CIBC puts the focus on ‘I’ during Pride

Pride_Squares-Strategy_Article-01CIBC is looking at the Pride as an opportunity to support everyone who participates, including its own employees, to make a broader statement about the importance of diversity and inclusion.

This year, it worked with agency Fuse Marketing Group to further embed that message within a redesigned logo that goes beyond including the rainbow flag and colours, which a growing number of brands have adopted in support of Pride in recent years.

In CIBC’s campaign identity, the “I” in its name is replaced with illustrations of individuals that represent the diversity of Pride supports and on the bank’s employees and clients

The goal was to build on last year’s “We Stand for Love” campaign and to personalize the message by putting team members front-and-centre in the work, says Joanna Milroy, senior director for sponsorship and community investment marketing at CIBC. “So this year we are speaking to both employees and our clients, letting them know that they are the ‘I’ in CIBC and that we celebrate what’s important together.”

The decision to incorporate the complete spectrum of colours as the background was to ensure the identity remained visually relatable to the event, says Steve Miller, who was named Fuse Marketing Group’s first executive creative director in March. “But by showing those individuals and a cross-section of those individuals, we tried to represent a really modern view of their clients and their employees.”

This month, 10 CIBC banking centres are featuring the grid designs while another 35 locations will be running posters and other in-branch decor, including an animated GIF on television screens. Assets are appearing near the UP Express station at Toronto’s Union Station and throughout UP Express trains, and the design will be used on the bank’s social platforms, including Facebook, LinkedIn and Twitter.

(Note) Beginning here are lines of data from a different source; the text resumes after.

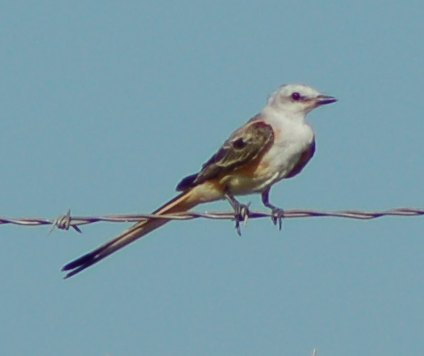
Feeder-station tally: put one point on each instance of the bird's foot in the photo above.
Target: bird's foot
(277, 216)
(241, 214)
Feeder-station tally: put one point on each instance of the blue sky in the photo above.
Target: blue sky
(106, 106)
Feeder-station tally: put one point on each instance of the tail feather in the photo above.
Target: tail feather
(178, 204)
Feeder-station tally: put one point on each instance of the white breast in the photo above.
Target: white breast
(292, 138)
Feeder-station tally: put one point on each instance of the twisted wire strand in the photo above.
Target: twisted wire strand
(67, 221)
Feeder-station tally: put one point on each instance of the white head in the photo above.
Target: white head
(297, 99)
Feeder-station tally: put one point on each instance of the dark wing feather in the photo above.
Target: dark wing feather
(244, 145)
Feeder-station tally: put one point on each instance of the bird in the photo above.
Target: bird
(274, 144)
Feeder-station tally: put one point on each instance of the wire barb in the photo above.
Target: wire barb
(66, 221)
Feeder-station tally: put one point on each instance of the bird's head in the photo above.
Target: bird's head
(297, 99)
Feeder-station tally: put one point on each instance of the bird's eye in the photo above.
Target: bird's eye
(296, 96)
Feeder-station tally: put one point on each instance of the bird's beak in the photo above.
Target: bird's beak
(325, 99)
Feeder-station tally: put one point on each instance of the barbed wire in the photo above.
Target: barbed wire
(65, 222)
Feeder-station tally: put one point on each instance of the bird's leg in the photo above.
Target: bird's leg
(277, 213)
(241, 211)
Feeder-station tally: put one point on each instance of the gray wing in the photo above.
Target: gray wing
(245, 145)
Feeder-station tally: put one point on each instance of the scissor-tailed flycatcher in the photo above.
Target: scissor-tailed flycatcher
(273, 145)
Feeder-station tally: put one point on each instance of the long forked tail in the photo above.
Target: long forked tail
(179, 204)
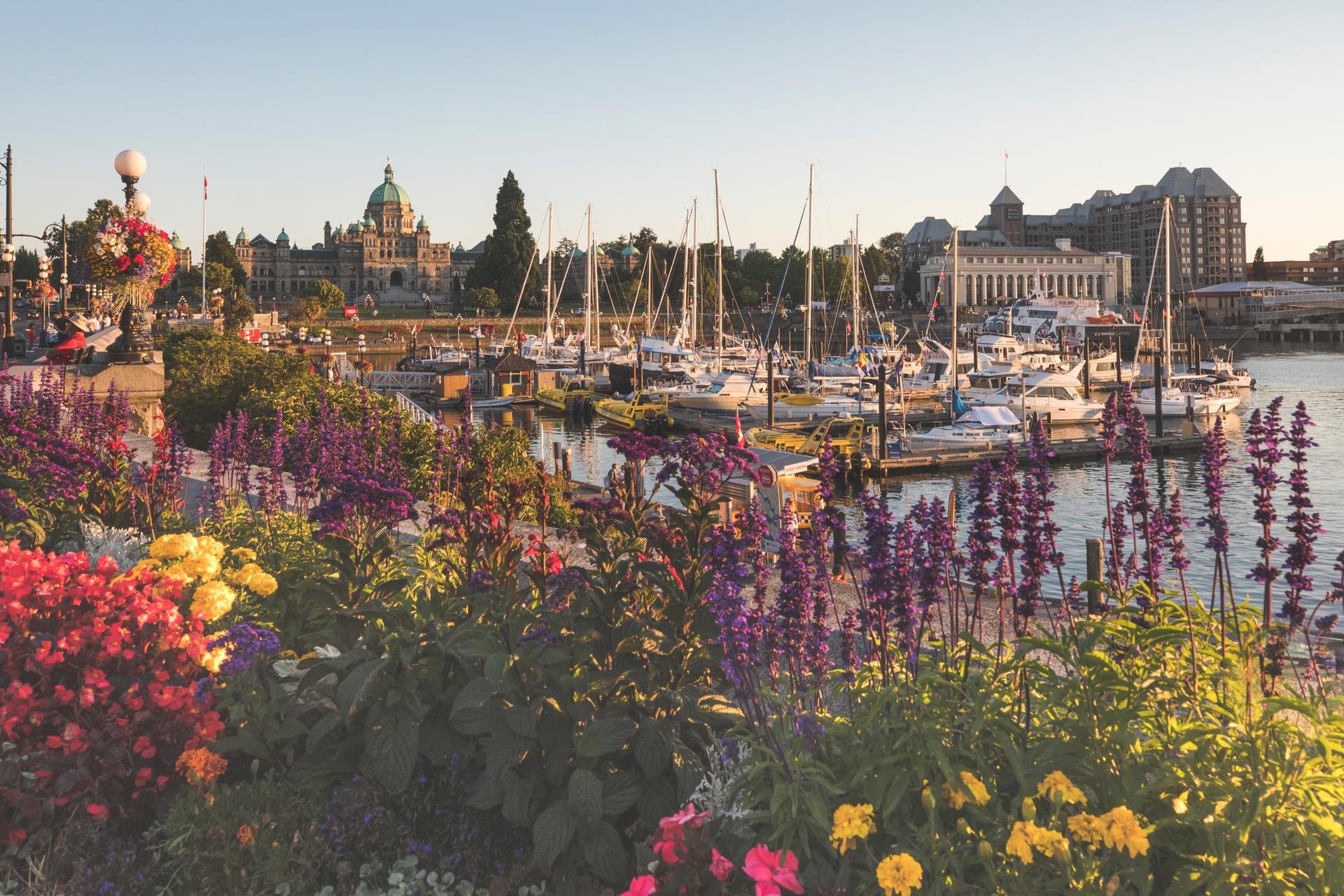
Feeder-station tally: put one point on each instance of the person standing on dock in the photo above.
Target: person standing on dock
(839, 548)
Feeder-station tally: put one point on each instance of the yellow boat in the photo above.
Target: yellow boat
(559, 398)
(628, 414)
(846, 437)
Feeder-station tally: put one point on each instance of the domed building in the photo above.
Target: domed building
(387, 254)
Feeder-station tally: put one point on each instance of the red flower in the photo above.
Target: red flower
(721, 867)
(773, 871)
(643, 886)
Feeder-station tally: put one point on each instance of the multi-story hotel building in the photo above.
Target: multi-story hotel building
(1209, 234)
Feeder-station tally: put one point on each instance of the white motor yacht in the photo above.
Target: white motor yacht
(1054, 397)
(726, 393)
(980, 428)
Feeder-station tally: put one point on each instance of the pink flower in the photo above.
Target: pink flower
(721, 867)
(772, 871)
(687, 816)
(641, 886)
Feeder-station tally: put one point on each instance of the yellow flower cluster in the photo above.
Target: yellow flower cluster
(969, 785)
(1117, 830)
(850, 825)
(255, 580)
(898, 875)
(211, 601)
(169, 547)
(201, 766)
(1059, 789)
(1027, 836)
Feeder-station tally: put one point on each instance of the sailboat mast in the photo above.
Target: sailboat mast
(550, 274)
(695, 270)
(806, 314)
(588, 276)
(854, 254)
(956, 277)
(1167, 301)
(718, 270)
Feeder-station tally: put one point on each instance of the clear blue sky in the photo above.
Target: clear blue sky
(906, 109)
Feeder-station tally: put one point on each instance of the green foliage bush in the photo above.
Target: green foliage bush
(251, 839)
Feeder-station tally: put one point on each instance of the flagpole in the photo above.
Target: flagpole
(204, 195)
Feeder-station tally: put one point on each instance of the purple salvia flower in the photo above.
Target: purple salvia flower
(1303, 523)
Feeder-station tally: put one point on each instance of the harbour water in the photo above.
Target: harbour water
(1312, 377)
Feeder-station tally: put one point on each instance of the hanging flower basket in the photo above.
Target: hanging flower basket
(131, 258)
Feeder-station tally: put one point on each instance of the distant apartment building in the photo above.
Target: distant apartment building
(1323, 267)
(1209, 234)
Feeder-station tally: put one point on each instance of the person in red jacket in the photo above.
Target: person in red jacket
(73, 342)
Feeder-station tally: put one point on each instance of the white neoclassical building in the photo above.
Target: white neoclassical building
(1002, 274)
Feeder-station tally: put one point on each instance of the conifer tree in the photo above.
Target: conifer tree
(510, 248)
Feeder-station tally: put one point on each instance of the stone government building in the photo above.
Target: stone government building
(387, 254)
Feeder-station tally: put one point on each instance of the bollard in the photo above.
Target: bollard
(1093, 575)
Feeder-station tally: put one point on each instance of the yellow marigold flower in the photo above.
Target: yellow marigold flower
(1049, 843)
(1019, 841)
(211, 660)
(1057, 786)
(851, 824)
(898, 875)
(969, 785)
(211, 601)
(169, 547)
(201, 566)
(1086, 830)
(201, 766)
(1121, 830)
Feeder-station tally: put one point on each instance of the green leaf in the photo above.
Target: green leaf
(620, 792)
(393, 742)
(518, 797)
(356, 685)
(604, 735)
(585, 796)
(606, 855)
(654, 747)
(552, 833)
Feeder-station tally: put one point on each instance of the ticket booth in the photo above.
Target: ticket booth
(780, 481)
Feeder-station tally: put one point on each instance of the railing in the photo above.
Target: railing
(417, 413)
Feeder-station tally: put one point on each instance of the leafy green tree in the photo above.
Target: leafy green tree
(1259, 264)
(318, 298)
(483, 298)
(78, 232)
(510, 248)
(644, 239)
(220, 248)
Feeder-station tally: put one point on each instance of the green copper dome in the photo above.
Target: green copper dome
(388, 191)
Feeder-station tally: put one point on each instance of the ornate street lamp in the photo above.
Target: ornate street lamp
(131, 164)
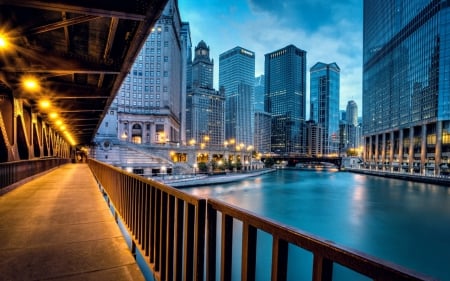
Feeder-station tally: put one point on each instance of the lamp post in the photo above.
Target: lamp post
(195, 169)
(163, 171)
(249, 156)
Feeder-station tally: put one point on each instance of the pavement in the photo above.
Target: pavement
(207, 180)
(59, 227)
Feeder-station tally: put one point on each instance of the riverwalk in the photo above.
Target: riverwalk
(439, 180)
(59, 227)
(213, 179)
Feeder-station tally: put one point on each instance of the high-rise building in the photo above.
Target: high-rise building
(149, 102)
(204, 105)
(324, 110)
(314, 139)
(406, 92)
(285, 98)
(237, 77)
(186, 57)
(351, 126)
(263, 120)
(351, 113)
(259, 94)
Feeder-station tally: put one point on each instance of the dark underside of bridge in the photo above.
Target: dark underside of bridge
(79, 50)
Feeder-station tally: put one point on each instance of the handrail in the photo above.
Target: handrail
(178, 235)
(13, 172)
(166, 225)
(325, 253)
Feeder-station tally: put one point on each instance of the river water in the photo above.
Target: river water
(402, 222)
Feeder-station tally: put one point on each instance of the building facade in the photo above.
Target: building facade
(149, 102)
(285, 98)
(314, 139)
(237, 77)
(324, 108)
(263, 119)
(205, 106)
(406, 54)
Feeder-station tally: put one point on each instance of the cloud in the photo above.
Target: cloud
(328, 32)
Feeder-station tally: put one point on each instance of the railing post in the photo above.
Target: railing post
(211, 234)
(189, 242)
(227, 247)
(170, 238)
(199, 250)
(279, 259)
(322, 269)
(249, 239)
(179, 221)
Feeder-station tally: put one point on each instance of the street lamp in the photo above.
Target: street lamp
(163, 171)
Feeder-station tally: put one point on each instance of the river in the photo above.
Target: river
(403, 222)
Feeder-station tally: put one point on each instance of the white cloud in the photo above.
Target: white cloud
(338, 40)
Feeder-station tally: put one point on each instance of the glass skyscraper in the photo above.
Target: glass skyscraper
(406, 89)
(324, 110)
(237, 77)
(285, 98)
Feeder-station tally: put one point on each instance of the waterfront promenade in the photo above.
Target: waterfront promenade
(440, 180)
(212, 179)
(59, 227)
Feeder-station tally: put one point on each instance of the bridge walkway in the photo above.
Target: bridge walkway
(59, 227)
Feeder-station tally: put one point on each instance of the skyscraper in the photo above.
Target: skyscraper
(324, 91)
(351, 113)
(149, 102)
(186, 81)
(237, 77)
(405, 84)
(351, 125)
(204, 105)
(285, 98)
(263, 120)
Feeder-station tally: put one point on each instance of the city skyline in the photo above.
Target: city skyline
(327, 32)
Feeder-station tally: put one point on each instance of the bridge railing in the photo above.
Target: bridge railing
(325, 254)
(13, 172)
(181, 237)
(166, 225)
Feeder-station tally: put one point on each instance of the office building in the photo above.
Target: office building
(285, 98)
(314, 139)
(186, 81)
(324, 110)
(204, 105)
(149, 102)
(237, 77)
(406, 92)
(259, 94)
(263, 120)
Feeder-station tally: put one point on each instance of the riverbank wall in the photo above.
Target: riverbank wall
(207, 180)
(439, 180)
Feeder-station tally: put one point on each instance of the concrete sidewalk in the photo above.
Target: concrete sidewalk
(59, 227)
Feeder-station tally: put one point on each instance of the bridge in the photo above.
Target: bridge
(293, 160)
(55, 214)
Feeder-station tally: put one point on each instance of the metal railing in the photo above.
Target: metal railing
(13, 172)
(179, 235)
(166, 225)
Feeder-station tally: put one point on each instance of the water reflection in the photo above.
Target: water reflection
(403, 222)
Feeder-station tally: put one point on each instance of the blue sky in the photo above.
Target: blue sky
(329, 31)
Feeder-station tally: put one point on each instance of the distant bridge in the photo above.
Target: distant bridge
(294, 160)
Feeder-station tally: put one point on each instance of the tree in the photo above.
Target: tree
(202, 167)
(269, 162)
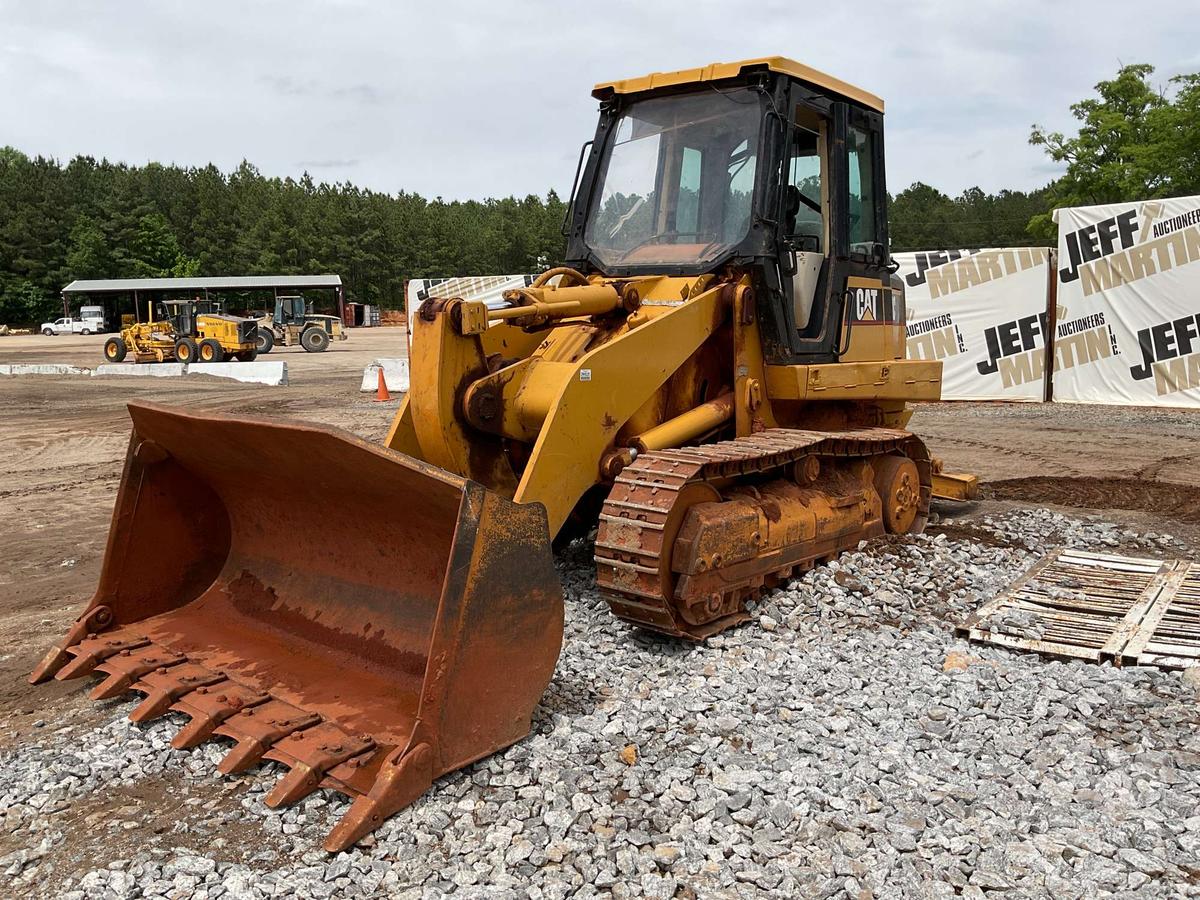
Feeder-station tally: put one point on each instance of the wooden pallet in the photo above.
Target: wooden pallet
(1101, 607)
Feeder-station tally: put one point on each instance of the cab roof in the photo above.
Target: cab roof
(718, 71)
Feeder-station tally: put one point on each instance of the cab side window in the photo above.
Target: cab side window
(803, 210)
(863, 231)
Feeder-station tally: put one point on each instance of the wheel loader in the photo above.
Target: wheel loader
(293, 324)
(185, 331)
(715, 383)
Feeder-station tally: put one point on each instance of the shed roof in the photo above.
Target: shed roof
(238, 282)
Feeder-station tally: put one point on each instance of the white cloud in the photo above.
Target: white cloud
(483, 99)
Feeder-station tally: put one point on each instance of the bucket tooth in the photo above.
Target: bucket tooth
(165, 688)
(208, 707)
(90, 653)
(95, 619)
(403, 777)
(311, 754)
(256, 729)
(127, 666)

Finally, the grid treatment has also been used on banners that will appear during various Pride parades throughout the country.

“We thought that if we just put a rainbow, which has been done in the past by CIBC, we felt like it was just surface-level commitment and surface-level messaging,” Miller says. “Absolutely, we show support this way. But we wanted to do something that felt deeper, because [the bank] felt deeper about the cause.”

Milroy says that while the concept was developed specifically for Pride, CIBC believes it could be extended across other employee-led and focused programs like International Women’s Day, Black History Month or the International Day of Persons with Disabilities.